Christian Lhopital
Dossier mis à jour — 05/08/2024

L'imagination hallucinatoire ou la célébration des invraisemblances

L'imagination hallucinatoire ou la célébration des invraisemblances (extrait)
Par Lorand Hegyi

In Splendeur et désolation, Catalogue de l'exposition au Musée d'art moderne et contemporain de Saint-Étienne Métropole, SilvanaEditoriale, 2013

[...] Les œuvres graphiques de Christian Lhopital décrivent un monde dense, vivant, vigoureux, qui évolue constamment, un monde exaltant, vibrant, élémentaire et coloré, composé d'éléments obscurs qui se déploient à différents niveaux et dans plusieurs directions et de scènes qui se déroulent à différents endroits, donnant l'impression que toutes ces créatures peuvent évoluer à l'infini. Ces personnages énigmatiques remplissent les espaces virtuels dynamiques, fluctuants, très variés et déjà bien fournis de l'image. La métamorphose permanente des personnages provoque une instabilité très marquée et une sorte de flottement hallucinatoire au-dessus des objets et des espaces immobiles. Tout semble être en mouvement ; tout semble prendre une forme fluide, morbide, douce, et indéfinie. Mais en même temps, des gestes et des mouvements durs, puissants, voire blessants, violents ou agressifs se cristallisent, insinuant la présence permanente d'un fort potentiel de violence. Les petites créatures personnifiées qui se cachent les visages et les yeux agissant de manière très concrète, très nette, rapide et personnelle, les personnages agressifs et imprévisibles, malveillants et fantomatiques se détachent à tout moment du système et de l'ordre établis, menant leur action de manière totalement incontrôlée, librement et sans limite. Nous nous trouvons ici dans un état d'urgence psychologique permanent, où les règles de la prévisibilité ont été abrogées, tout comme les autres systèmes et arrangements conventionnels. Christian Lhopital réussit à représenter l'absence de substance, ce qui au fond revient à évoquer un problème éthique, en l'occurrence celui de l'absence de système, de la vulnérabilité et de la subordination. Dans ce processus, la nudité psychique, la subordination à laquelle nous sommes exposés, l'extrême vulnérabilité prennent forme et prennent corps, non pas à travers les actes de violences manifestement brutaux et excessifs d'une grande fresque héroïque, mais à travers ces légères errances sans repères, à travers ces vagues de peur presque imperceptibles, ces menaces, ces incertitudes, à travers ces moments sombres de terrible solitude, ce manque de perspective, cette remise en cause des cadres et des structures considérés jusqu'ici comme un ordre établi. [...]

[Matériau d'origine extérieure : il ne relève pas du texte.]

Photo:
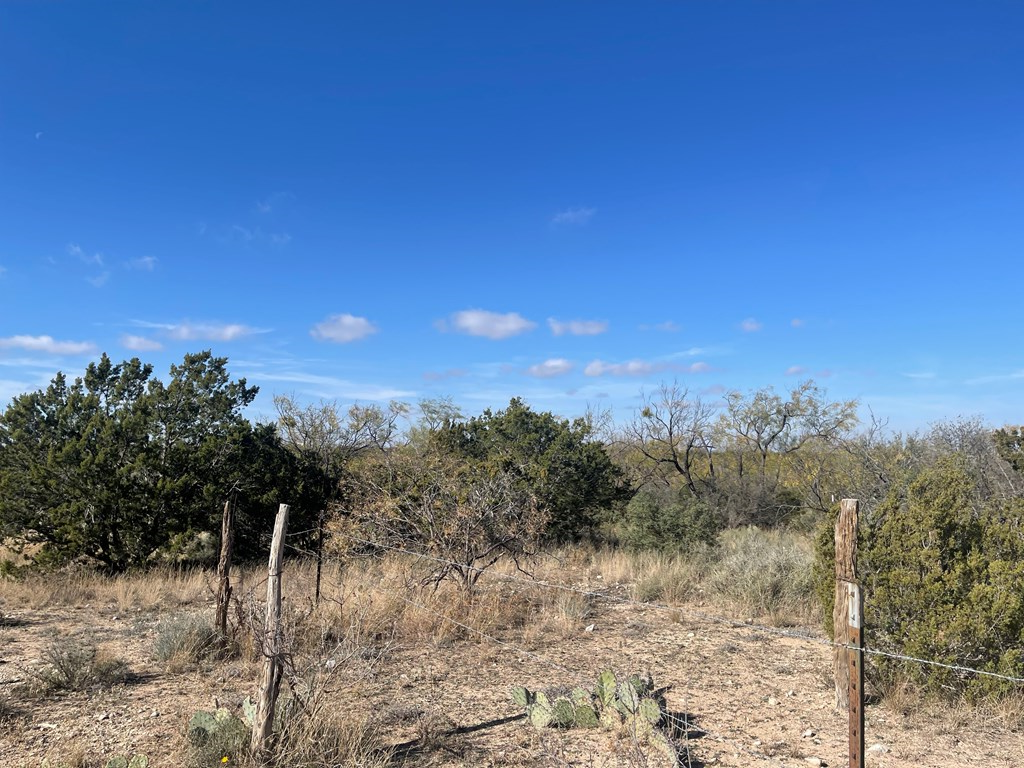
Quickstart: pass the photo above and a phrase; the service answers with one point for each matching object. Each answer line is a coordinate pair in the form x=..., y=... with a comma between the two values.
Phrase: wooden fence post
x=271, y=641
x=848, y=658
x=224, y=568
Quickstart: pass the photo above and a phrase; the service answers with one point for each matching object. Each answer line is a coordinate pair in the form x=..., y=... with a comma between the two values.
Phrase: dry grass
x=154, y=591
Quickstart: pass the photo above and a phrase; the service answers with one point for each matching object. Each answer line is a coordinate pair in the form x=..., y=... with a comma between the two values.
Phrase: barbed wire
x=701, y=615
x=679, y=725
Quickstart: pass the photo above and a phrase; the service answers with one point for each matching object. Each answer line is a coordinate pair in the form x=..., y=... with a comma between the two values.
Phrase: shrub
x=76, y=666
x=665, y=519
x=185, y=639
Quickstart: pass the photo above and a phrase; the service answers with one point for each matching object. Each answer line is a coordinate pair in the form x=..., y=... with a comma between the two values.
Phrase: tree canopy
x=117, y=464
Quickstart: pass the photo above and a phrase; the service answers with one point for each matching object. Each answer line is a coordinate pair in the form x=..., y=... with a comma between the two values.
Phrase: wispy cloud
x=573, y=216
x=140, y=343
x=188, y=331
x=452, y=373
x=47, y=344
x=254, y=236
x=95, y=259
x=488, y=325
x=342, y=329
x=667, y=327
x=642, y=368
x=143, y=263
x=578, y=328
x=331, y=386
x=548, y=369
x=994, y=378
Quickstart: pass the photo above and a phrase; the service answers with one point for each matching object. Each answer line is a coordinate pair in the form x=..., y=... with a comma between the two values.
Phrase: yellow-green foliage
x=944, y=577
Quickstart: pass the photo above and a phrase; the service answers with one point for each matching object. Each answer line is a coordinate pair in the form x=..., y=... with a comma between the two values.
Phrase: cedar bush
x=943, y=568
x=665, y=519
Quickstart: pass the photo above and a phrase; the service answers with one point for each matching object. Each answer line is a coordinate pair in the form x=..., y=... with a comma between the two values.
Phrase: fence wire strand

De manière récurrente, Christian Lhopital démontre que même les images fantaisistes, énigmatiques, délibérées sont en fait une invention artistique poétique intentionnelle, un artefact, un exemple d'une grande efficacité poétique, un théâtre imaginaire intentionnellement construit autour de l'esthétique, avec une signification métaphorique. La seule réalité est ce processus de perception émotionnelle  et intellectuelle, dans lequel le spectateur confronte les récits métaphoriques imaginaires à ses propres expériences et façonne aussi sa propre histoire. Christian Lhopital joue avec ses personnages énigmatiques, invraisemblables et pourtant si vivants comme avec des marionnettes : il leur confère une autonomie apparente, fait apparaître au grand jour leurs petits jeux, leurs effets psychologiques, leurs rôles imaginaires, optant pour une double stratégie assez ironique ne laissant place à aucune interprétation définitive et décourageant toute interprétation uniforme. En fait, il n'y a pas selon lui une possibilité unique, exclusive et omnipotente d'interprétation, mais plusieurs : par exemple, l'approche sentimentale de l'isolement existentiel, ou encore l'approche purement psychologique de l'inquiétude personnelle, de la perte d'orientation fondamentale, du développement d'un sentiment d'anxiété ou de confusion émotionnelle par la perception de cette désorientation. C'est ici que se révèlent l'ironie intelligente et subtile de Christian Lhopital. [...]

Il utilise souvent la répétition rythmique de certaines images, qui dynamise l'ensemble de la structure et décrit une progression continue presque hystérique, exaltée et agitée. Cette exagération excessive des mouvements exaltés, déroutants, inexplicables va de pair avec l'accentuation de l'instabilité, de la fluidité, de l'absence de substance des différents éléments, qui suggèrent l'impossibilité fondamentale de toute catégorisation rationnelle ou hiérarchisation de choses, de toute transparence du monde.

Cette perception psychique, émotionnelle, quasi inattendue et intense du spectateur crée un lien vibrant et sensible entre les personnages multicolores, extrêmement élaborés, très sensuels et d'une beauté frappante, et l'observateur qui se tient à l'extérieur de ce monde imaginaire tout en images ; en ce sens, la perception psychique et émotionnelle très personnelle de ce récit en images ouvre des voies et des possibilités d'interprétation complètement libres. Cette palette de couleurs presque surréaliste, ces nombreuses possibilités d'interprétation connotative renvoient pourtant constamment à un vocabulaire bien défini, à travers lequel les différentes façons d'être, les diverses formations anthropomorphiques, les formes animales et végétales véhiculent une vision sensible et empathique du plus profond de notre âme cachée. Au centre de ce récit, on retrouve une inquiétude de tous les jours complètement intériorisée devenue ordinaire, sans exagération pathétique et sans théâtralisation, qui se chosifie à travers des scènes énigmatiques et hallucinatoires.

Ironie et pathos, maniérisme enjoué et soudaineté troublante, excès et complexité métaphorique s'incarnent dans ce théâtre d'une beauté frappante de l'événement psychologique caché, qui se révèle à nous comme quelque chose d'invraisemblable, étranger, lointain et pourtant dangereux. C'est à ce moment que Christian Lhopital laisse le spectateur livré à lui-même pour qu'il ressente cette proximité troublante et inquiétante.